Lui insiste. E lei finisce per dire: “Gli uomini non si voltano più a guardarmi”[8].

[…] “Che cos’hai? Sei di nuovo triste. Da qualche giorno ho notato che sei triste. Che cosa c’è?”.

“Niente. Proprio niente”.

“E invece sì. Dài, che cos’è che ti rende triste in questo momento?”.

“Ho immaginato che tu eri un’altra”.

“In che senso?”.

“Che eri diversa da come ti immagino io. Che mi ero ingannato sulla tua identità”[9].

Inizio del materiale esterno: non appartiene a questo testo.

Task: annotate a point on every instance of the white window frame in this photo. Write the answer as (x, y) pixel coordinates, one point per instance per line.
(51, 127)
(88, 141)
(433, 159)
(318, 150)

Kundera solleva la questione del lavoro come metro per definire noi stessi. Chantal è un’insegnante di liceo, che tradisce la propria inclinazione per un’occupazione più redditizia. Si consegna all’ingordo settore della pubblicità (che si spinge fino a dimostrare la pulsione sessuale del feto) pur di smettere di non essere nessuno:

“Non dimenticarti che ho due volti. Il che mi fa anche piacere, lo ammetto, ma ciò non toglie che avere due volti sia tutt’altro che facile. Esige uno sforzo, una disciplina! Devi capire che qualunque cosa io faccia, volente o nolente, la faccio con l’ambizione di farla bene, se non altro per non perdere il posto. Ed è molto difficile lavorare in modo ineccepibile e al tempo stesso disprezzare il lavoro che fai”[10].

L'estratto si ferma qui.